In standard microarrays, the probes are attached to a solid surface by a covalent bond to a chemical matrix (via epoxy-silane, amino-silane, click here lysine, polyacrylamide or others). DNA microarrays can be used to measure changes in gene expression levels to detect SNPs in genotyping or in resequencing mutant genomes [97]. The applicability of microarrays in genomics research has expanded with the evolution and maturation of the technology, but a major issue concerning these methods is still represented by complex data analysis and bioinformatics [98]. In fact, during the last few years, many bioinformatics approaches have been developed to
identify more clearly the genetic/genomic bases of complex and polygenic diseases. Traditionally, this objective has been reached by measuring expression levels of thousands of genes Fluorouracil simultaneously and identifying, through different statistical algorithms (e.g. t-tests, non-parametric tests, Bayesian models), those genes expressed differentially among two or more different phenotypic conditions. However, it now well known that results obtained by these methodologies are, most of the time, over-optimistic and poorly reproducible. In addition, it has been demonstrated extensively
that pathway analysis rather than single gene evaluation has many advantages. In a recent paper, Abatangelo et al.[99] reviewed the main technical aspects of pathway analysis and provided practical advice to perform data analysis more efficiently. Therefore, it seems clear that, in future, researchers involved in pharmacogenomics studies
should combine all available methods (associative, ALOX15 predictive) to obtain more reliable and reproducible results. However, considerable effort needs to be made to produce simple algorithms and statistical methods to identify easily genes expressed differentially or gene variants relevant to drug therapies. Nephrology researchers have begun to employ these innovative high-throughput procedures to identify the whole basal expression profile of normal or pathological human kidney [100], to select biomarkers predicting acute and chronic allograft outcomes [101,102] and to assess more clearly the intricate molecular pathways associated to the pathogenesis and onset of several immunological renal diseases [103,104]. On the contrary, only few reports to date have been published describing the multi-genetic influence on drug response in nephrology.

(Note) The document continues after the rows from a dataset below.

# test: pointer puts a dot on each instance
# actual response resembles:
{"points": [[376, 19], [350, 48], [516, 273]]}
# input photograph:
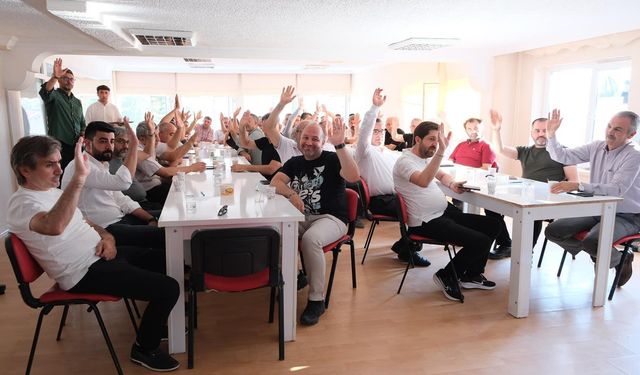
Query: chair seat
{"points": [[237, 284], [55, 294], [331, 246]]}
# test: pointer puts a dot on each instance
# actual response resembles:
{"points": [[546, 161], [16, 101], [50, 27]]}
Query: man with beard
{"points": [[65, 118], [102, 200], [430, 215], [535, 161], [614, 172], [315, 184]]}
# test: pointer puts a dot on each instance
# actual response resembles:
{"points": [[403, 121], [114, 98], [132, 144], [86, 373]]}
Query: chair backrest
{"points": [[25, 268], [352, 210], [235, 254]]}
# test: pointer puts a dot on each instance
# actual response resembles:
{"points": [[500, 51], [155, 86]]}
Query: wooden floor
{"points": [[368, 330]]}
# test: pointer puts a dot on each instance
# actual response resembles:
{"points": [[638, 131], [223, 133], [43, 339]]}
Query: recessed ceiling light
{"points": [[423, 44]]}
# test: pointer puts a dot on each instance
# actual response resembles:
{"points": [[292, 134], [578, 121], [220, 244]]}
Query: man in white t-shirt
{"points": [[81, 256], [102, 110], [430, 215]]}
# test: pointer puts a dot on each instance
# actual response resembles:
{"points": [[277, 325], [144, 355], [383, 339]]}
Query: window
{"points": [[588, 95]]}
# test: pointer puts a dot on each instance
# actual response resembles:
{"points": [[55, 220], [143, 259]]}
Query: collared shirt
{"points": [[65, 120], [102, 112], [375, 163], [614, 173], [101, 199]]}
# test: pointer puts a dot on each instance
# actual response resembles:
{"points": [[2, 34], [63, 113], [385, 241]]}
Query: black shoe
{"points": [[418, 260], [448, 284], [625, 269], [312, 312], [302, 280], [500, 252], [155, 360], [477, 282]]}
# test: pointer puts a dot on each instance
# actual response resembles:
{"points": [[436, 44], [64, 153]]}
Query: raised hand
{"points": [[554, 122], [378, 99], [496, 119], [287, 96]]}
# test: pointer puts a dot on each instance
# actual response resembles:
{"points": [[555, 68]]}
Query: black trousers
{"points": [[137, 273], [474, 233], [131, 231]]}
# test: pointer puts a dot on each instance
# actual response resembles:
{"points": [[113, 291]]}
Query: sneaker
{"points": [[302, 280], [155, 360], [625, 269], [449, 285], [312, 312], [418, 261], [477, 282], [500, 252]]}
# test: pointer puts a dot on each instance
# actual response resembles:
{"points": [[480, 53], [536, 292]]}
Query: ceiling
{"points": [[333, 36]]}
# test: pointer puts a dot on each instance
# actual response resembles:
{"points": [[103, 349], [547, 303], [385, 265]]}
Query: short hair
{"points": [[142, 130], [97, 126], [633, 118], [538, 119], [423, 129], [471, 119], [28, 150]]}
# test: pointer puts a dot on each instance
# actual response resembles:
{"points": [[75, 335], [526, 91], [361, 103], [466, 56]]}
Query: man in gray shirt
{"points": [[614, 172]]}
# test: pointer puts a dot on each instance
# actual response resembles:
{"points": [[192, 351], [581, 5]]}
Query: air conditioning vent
{"points": [[422, 44], [166, 38]]}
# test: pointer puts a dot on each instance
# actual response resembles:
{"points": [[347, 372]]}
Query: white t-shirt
{"points": [[99, 112], [101, 199], [423, 204], [66, 258]]}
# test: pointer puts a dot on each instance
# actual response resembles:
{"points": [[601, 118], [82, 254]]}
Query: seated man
{"points": [[476, 153], [315, 184], [81, 256], [613, 171], [430, 215], [148, 171], [102, 200], [376, 167]]}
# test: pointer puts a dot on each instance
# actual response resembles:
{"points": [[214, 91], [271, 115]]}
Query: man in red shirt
{"points": [[476, 153]]}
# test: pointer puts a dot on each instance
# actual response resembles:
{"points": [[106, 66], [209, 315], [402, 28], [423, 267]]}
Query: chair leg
{"points": [[544, 247], [404, 276], [336, 252], [617, 277], [36, 335], [94, 307], [353, 264], [368, 241], [564, 256], [131, 317], [190, 328], [280, 322], [63, 321]]}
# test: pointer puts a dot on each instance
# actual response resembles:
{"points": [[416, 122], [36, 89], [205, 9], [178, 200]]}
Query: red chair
{"points": [[27, 271], [235, 260], [375, 219], [334, 247], [403, 216]]}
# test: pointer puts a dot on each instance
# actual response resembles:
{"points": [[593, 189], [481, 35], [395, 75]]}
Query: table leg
{"points": [[520, 281], [175, 269], [605, 239]]}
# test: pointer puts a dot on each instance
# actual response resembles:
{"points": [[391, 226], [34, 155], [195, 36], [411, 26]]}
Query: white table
{"points": [[526, 201], [242, 211]]}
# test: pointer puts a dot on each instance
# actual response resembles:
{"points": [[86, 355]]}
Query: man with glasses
{"points": [[65, 118]]}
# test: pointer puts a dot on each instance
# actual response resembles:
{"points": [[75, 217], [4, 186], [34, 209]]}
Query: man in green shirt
{"points": [[65, 118]]}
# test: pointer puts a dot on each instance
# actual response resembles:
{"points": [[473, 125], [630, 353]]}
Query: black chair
{"points": [[27, 270], [235, 260]]}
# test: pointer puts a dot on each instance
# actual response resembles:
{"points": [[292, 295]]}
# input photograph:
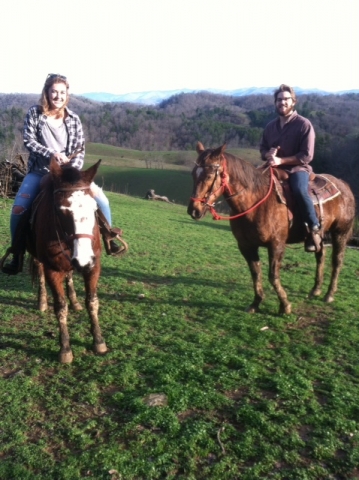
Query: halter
{"points": [[225, 188]]}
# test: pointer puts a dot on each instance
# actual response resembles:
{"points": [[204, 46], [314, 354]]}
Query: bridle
{"points": [[225, 188]]}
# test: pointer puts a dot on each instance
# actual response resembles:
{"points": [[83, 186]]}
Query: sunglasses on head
{"points": [[56, 75]]}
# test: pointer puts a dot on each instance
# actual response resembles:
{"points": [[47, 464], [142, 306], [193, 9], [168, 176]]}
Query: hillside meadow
{"points": [[134, 172], [243, 396]]}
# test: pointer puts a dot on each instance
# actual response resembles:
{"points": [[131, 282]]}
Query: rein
{"points": [[225, 187]]}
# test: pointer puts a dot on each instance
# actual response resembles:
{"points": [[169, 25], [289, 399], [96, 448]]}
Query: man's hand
{"points": [[60, 158], [272, 159]]}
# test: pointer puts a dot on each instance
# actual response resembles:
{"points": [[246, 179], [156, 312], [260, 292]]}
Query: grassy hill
{"points": [[134, 172], [248, 396]]}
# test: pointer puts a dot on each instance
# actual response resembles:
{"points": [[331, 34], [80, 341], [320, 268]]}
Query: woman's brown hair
{"points": [[44, 99]]}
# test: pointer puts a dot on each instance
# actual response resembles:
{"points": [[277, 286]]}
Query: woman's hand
{"points": [[60, 158]]}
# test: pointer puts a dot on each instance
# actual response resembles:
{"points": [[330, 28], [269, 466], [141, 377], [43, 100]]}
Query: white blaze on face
{"points": [[82, 208], [199, 171]]}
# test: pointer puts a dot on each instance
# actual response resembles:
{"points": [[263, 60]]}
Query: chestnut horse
{"points": [[65, 236], [258, 219]]}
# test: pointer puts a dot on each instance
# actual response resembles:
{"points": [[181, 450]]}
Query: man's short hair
{"points": [[285, 88]]}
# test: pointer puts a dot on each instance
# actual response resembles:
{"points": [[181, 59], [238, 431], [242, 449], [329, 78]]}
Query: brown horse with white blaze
{"points": [[65, 236], [259, 219]]}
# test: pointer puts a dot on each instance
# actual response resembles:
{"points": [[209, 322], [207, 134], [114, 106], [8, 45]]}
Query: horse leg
{"points": [[338, 251], [42, 304], [319, 273], [275, 255], [252, 258], [71, 293], [92, 305], [55, 281]]}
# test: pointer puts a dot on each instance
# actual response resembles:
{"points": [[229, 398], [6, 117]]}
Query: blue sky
{"points": [[123, 46]]}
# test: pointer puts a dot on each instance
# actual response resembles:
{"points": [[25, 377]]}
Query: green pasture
{"points": [[247, 397], [134, 172]]}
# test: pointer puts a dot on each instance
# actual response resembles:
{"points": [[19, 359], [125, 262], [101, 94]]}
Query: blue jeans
{"points": [[298, 182], [28, 191]]}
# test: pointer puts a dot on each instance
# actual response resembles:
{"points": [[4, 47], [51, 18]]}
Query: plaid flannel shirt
{"points": [[33, 124]]}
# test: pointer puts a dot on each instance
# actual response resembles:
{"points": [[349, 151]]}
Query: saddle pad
{"points": [[321, 190]]}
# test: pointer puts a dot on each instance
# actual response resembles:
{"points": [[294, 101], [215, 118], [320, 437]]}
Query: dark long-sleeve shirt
{"points": [[296, 138]]}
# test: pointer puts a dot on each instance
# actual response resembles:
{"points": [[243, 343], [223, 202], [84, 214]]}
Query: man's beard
{"points": [[286, 112]]}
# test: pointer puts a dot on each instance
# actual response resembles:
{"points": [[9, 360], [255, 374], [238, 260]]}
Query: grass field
{"points": [[134, 172], [247, 396]]}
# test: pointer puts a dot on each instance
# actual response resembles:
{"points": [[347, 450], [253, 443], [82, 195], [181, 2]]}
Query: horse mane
{"points": [[244, 172]]}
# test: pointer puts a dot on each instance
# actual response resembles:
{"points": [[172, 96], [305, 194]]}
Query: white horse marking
{"points": [[82, 208]]}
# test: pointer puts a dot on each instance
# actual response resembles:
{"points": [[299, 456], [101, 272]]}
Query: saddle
{"points": [[320, 188]]}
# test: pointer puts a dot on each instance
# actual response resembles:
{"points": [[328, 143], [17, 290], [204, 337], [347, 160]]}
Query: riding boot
{"points": [[109, 235], [313, 242], [15, 265]]}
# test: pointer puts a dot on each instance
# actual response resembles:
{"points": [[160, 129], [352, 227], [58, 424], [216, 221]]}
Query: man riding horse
{"points": [[288, 144]]}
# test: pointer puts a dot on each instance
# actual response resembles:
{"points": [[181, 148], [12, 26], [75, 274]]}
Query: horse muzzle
{"points": [[196, 210]]}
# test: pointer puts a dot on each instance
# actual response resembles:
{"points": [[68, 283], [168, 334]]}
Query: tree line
{"points": [[180, 121]]}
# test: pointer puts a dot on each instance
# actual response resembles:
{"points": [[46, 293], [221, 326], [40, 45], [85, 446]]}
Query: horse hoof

Recently, our group, applying a classical pharmacogenomic approach, has identified a new potential therapeutic target responsible for MPA anti-fibrotic and anti-proteinuric effects. Microarray analysis has revealed that neutral endopeptidase (NEP), a gene encoding for an enzyme involved primarily in the degradation of angiotensin-II, was the most significant up-regulated gene in a cohort of stable renal transplant recipients 3 months after conversion from AZA to MPA.